Judul buku : Arus Balik - sebuah novel sejarah
Penulis : Pramoedya Ananta Toer
Penerbit : Hasta Mitra
Tempat dan tahun terbit : Jakarta, 2002
ISBN : 979-8659-04-X
Halaman : 760
Harga : - (meminjam diperpus)
Pram memang selalu apik menulis
sejarah dengan sangat dramatis dan terasa dekat dengan sisi kemanusiaan kita.
Entah karena apa yang diceritakan Pram adalah tentang sejarah kita
sendiri. Segala peristiwa dalam
ceritanya rasanya selalu berhubungan dengan kita saat ini. Dalam buku yang
cukup tebal, Pram membaginya menjadi 45 bab. Novel karangan Pram ini bercertia tentang kemerosotan
peradaban nusantara abad 15-16, sehingga yang tinggal hanya cerita dan cetbang
sisa kejayaan masa lampau. Kisah-kisah kejayaan Majapahit yang didengungkan
setiap pembicara, bahwa zaman sebelum keruntuhan Majapahit pernah berhasil
menyatukan Nusantara. Bala tantara, senjata, dan armada lautnya termashyur
dizamannya.
Dalam zaman kemerosotan, arus
berbalik. Dahulu arus datang dari Selatan menuju Utara, sekarang Utara
menguasai Selatan hingga ke urat nadinya. Utara yang diwakili oleh Portugis
dengan meriam dan musketnya menggagahi Selatan. Nusantara tidak lagi bersatu,
ia terpecah menjadi kerajaan-kerajaan kecil yang saling bertikai akibat perang
Paregreg. Begitulah awal zaman kemerosotan dimulai. Kesatuan runtuh
meninggalkan bongkahan-bongkahan kecil yang siap diterpa gelombang besar.
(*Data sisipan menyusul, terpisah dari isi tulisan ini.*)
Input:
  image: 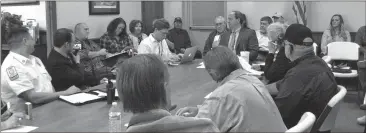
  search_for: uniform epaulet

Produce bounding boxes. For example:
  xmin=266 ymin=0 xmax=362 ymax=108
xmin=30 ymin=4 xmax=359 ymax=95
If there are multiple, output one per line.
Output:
xmin=6 ymin=66 xmax=19 ymax=81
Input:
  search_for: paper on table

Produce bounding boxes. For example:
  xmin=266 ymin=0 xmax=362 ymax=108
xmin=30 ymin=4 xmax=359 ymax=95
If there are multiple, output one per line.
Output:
xmin=197 ymin=62 xmax=205 ymax=68
xmin=94 ymin=91 xmax=107 ymax=97
xmin=238 ymin=56 xmax=263 ymax=75
xmin=205 ymin=92 xmax=212 ymax=99
xmin=60 ymin=93 xmax=100 ymax=104
xmin=1 ymin=126 xmax=38 ymax=133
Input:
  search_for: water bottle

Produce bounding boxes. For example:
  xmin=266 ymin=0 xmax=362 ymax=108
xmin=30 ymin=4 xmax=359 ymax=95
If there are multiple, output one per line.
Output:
xmin=107 ymin=79 xmax=115 ymax=104
xmin=109 ymin=102 xmax=122 ymax=133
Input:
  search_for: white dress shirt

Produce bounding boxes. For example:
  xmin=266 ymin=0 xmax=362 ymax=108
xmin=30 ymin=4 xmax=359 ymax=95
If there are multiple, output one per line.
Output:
xmin=255 ymin=30 xmax=269 ymax=51
xmin=1 ymin=52 xmax=55 ymax=112
xmin=137 ymin=34 xmax=177 ymax=61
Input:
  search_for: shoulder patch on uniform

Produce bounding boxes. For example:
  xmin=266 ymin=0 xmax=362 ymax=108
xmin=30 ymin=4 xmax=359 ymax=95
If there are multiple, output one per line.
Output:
xmin=6 ymin=66 xmax=19 ymax=81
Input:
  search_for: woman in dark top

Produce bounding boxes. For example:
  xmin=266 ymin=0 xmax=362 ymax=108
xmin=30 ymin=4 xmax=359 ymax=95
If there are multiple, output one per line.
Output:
xmin=100 ymin=18 xmax=133 ymax=56
xmin=264 ymin=23 xmax=291 ymax=84
xmin=129 ymin=20 xmax=147 ymax=49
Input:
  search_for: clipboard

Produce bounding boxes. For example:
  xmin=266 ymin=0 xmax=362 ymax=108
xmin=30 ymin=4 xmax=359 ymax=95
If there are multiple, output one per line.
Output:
xmin=102 ymin=51 xmax=132 ymax=67
xmin=59 ymin=90 xmax=107 ymax=106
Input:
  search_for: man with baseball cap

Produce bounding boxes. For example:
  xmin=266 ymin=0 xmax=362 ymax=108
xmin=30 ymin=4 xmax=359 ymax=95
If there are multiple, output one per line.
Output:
xmin=267 ymin=24 xmax=338 ymax=128
xmin=167 ymin=17 xmax=192 ymax=54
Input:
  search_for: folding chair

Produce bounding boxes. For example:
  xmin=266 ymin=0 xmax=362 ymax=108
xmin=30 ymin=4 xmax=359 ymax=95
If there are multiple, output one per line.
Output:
xmin=285 ymin=112 xmax=315 ymax=133
xmin=327 ymin=42 xmax=364 ymax=104
xmin=310 ymin=85 xmax=347 ymax=133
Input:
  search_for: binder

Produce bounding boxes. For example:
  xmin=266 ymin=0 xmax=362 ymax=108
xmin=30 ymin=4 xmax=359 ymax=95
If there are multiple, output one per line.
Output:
xmin=59 ymin=90 xmax=107 ymax=106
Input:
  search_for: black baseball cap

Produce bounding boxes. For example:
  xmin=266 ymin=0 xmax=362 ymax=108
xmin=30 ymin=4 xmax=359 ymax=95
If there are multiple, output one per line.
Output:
xmin=174 ymin=17 xmax=182 ymax=23
xmin=284 ymin=24 xmax=314 ymax=46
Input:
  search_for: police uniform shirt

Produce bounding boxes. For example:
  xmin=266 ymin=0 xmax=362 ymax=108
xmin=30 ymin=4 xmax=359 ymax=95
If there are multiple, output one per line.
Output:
xmin=1 ymin=52 xmax=54 ymax=112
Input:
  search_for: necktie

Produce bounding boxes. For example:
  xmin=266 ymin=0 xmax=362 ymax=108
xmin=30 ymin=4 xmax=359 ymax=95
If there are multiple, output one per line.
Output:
xmin=230 ymin=32 xmax=236 ymax=51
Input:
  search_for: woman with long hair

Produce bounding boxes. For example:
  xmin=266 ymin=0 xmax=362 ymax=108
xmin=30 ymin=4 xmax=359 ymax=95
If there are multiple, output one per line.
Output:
xmin=100 ymin=18 xmax=133 ymax=54
xmin=117 ymin=54 xmax=219 ymax=132
xmin=321 ymin=14 xmax=351 ymax=55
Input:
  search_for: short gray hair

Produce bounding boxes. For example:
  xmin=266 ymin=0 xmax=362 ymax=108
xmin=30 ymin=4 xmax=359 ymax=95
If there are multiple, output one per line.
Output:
xmin=267 ymin=22 xmax=286 ymax=37
xmin=215 ymin=16 xmax=226 ymax=22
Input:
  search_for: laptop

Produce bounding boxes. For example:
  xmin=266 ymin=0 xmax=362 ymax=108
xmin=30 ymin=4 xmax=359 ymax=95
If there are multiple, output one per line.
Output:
xmin=180 ymin=46 xmax=198 ymax=64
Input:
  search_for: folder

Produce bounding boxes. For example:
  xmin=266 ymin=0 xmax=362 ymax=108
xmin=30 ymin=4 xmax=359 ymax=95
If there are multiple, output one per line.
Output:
xmin=59 ymin=90 xmax=107 ymax=106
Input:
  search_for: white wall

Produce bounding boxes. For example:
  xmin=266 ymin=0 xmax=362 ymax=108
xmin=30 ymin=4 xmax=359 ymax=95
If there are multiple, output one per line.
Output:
xmin=56 ymin=1 xmax=141 ymax=38
xmin=1 ymin=1 xmax=46 ymax=29
xmin=164 ymin=1 xmax=184 ymax=27
xmin=309 ymin=1 xmax=366 ymax=32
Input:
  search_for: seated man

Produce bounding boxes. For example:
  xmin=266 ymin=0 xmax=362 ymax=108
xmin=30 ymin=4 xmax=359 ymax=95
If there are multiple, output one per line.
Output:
xmin=117 ymin=54 xmax=219 ymax=132
xmin=167 ymin=17 xmax=192 ymax=54
xmin=75 ymin=23 xmax=111 ymax=80
xmin=264 ymin=23 xmax=292 ymax=84
xmin=203 ymin=16 xmax=228 ymax=55
xmin=1 ymin=28 xmax=80 ymax=113
xmin=1 ymin=101 xmax=24 ymax=131
xmin=219 ymin=11 xmax=259 ymax=63
xmin=255 ymin=16 xmax=272 ymax=61
xmin=47 ymin=28 xmax=99 ymax=91
xmin=138 ymin=19 xmax=180 ymax=110
xmin=255 ymin=16 xmax=272 ymax=51
xmin=177 ymin=47 xmax=287 ymax=132
xmin=268 ymin=24 xmax=338 ymax=128
xmin=137 ymin=19 xmax=179 ymax=62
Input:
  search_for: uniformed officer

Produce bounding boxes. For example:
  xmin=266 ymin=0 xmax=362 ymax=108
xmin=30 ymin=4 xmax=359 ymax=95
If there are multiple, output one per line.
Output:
xmin=1 ymin=28 xmax=80 ymax=112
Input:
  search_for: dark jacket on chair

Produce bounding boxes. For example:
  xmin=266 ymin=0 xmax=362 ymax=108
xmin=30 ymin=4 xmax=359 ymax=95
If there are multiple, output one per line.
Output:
xmin=219 ymin=27 xmax=259 ymax=61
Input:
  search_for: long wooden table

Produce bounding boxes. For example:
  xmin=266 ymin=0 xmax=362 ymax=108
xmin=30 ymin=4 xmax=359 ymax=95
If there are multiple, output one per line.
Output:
xmin=24 ymin=60 xmax=217 ymax=132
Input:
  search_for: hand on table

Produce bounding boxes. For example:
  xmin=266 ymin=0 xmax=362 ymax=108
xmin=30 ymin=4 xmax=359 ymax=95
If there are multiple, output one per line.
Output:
xmin=268 ymin=42 xmax=278 ymax=54
xmin=2 ymin=113 xmax=25 ymax=130
xmin=64 ymin=86 xmax=81 ymax=95
xmin=175 ymin=107 xmax=198 ymax=117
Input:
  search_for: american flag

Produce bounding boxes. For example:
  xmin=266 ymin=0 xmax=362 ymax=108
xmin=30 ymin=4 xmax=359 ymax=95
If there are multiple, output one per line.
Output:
xmin=292 ymin=0 xmax=309 ymax=26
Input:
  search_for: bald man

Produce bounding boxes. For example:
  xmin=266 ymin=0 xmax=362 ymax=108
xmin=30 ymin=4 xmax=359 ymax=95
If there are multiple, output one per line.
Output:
xmin=203 ymin=16 xmax=228 ymax=55
xmin=75 ymin=23 xmax=112 ymax=81
xmin=1 ymin=28 xmax=80 ymax=113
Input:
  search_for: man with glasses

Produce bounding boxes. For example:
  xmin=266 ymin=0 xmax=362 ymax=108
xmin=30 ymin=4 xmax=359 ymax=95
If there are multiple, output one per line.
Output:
xmin=137 ymin=18 xmax=180 ymax=111
xmin=137 ymin=19 xmax=179 ymax=62
xmin=267 ymin=24 xmax=337 ymax=128
xmin=203 ymin=16 xmax=228 ymax=55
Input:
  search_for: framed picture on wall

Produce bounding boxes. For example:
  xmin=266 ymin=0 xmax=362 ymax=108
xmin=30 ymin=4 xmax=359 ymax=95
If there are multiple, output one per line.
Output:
xmin=89 ymin=1 xmax=119 ymax=15
xmin=1 ymin=0 xmax=39 ymax=6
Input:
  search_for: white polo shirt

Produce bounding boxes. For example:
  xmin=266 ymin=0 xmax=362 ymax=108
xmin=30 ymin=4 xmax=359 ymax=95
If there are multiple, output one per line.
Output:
xmin=1 ymin=52 xmax=55 ymax=112
xmin=137 ymin=34 xmax=176 ymax=61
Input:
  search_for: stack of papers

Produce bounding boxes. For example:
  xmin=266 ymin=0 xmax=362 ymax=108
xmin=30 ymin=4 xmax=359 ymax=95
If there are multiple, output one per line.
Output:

Wiranggaleng seorang juru gulat
dari desa, dan kekasihnya Idayu seorang penari merupakan awal dari cerita perjalanan
panjang. Idayu yang lazimnya diprediksi menjadi gundik dari Adipati Tuban,
digambarkan melawan kodrat itu. Idayu memilih Wiranggaleng sebagai suaminya,
kejadian luar biasa yang direstui oleh Adipati karena melihat tradisi Majapahit
terdahulu. Pram menggambarkan bahwa romantisme dizaman itu pun ada,
Wiranggaleng dan Idayu mengikatkan diri seumur hidup atas nama cinta. Tak ada
yang bisa menentang itu, bahkan Adipati sekalipun!
Pram menyajikan kisah
pemberontakan oleh seorang beragama Islam bernama Rangga Iskak -bekas
Syahbandar Tuban. Jabatan itu diambil alih oleh mantan pengkhianat di bandar
Malaka, yaitu Tholib Sungkar Az-zubaid sorang Moro kelahiran Ispanya. Tholib Sungkar Az-zubaid merupakan mata-mata Portugis untuk menaklukkan kerajaan-kerajaan di Nusantara.
Wiranggaleng seorang anak desa yang berkembang menjadi Kepala Pasukan Laut yang
kemudian menjadi Patih. Adipati yang tidak berpendirian pada akhirnya kalah
oleh pendiriannya. Wiranggaleng ternyata sadar arus dari Utara tidak bisa
bendung, ia bukan Gajah Mada, tak ada kebesaran itu padanya. Trenggono bukan
Adipati Unus yang memahami Peranggilah sesungguhnya musuh kita, Trenggono
justru sibuk menaklukkan seluruh Jawa. Menurut saya, Arus bukan hanya datang
dari Utara tetapi dari Selatan itu sendiri.
Saya tidak pernah membaca novel
sejarah yang cenderung lampau. Jika ingin dibandingkan dengan Tetralogi Buru
karya Pram lainnya yang pernah saya baca, novel ini pun punya tempat yang
berbeda. Tidak ada kekurangan yang bisa saya paparkan dalam novel ini, dan
segala kelebihannya membuat saya merekomendasikan siapapun untuk membacanya.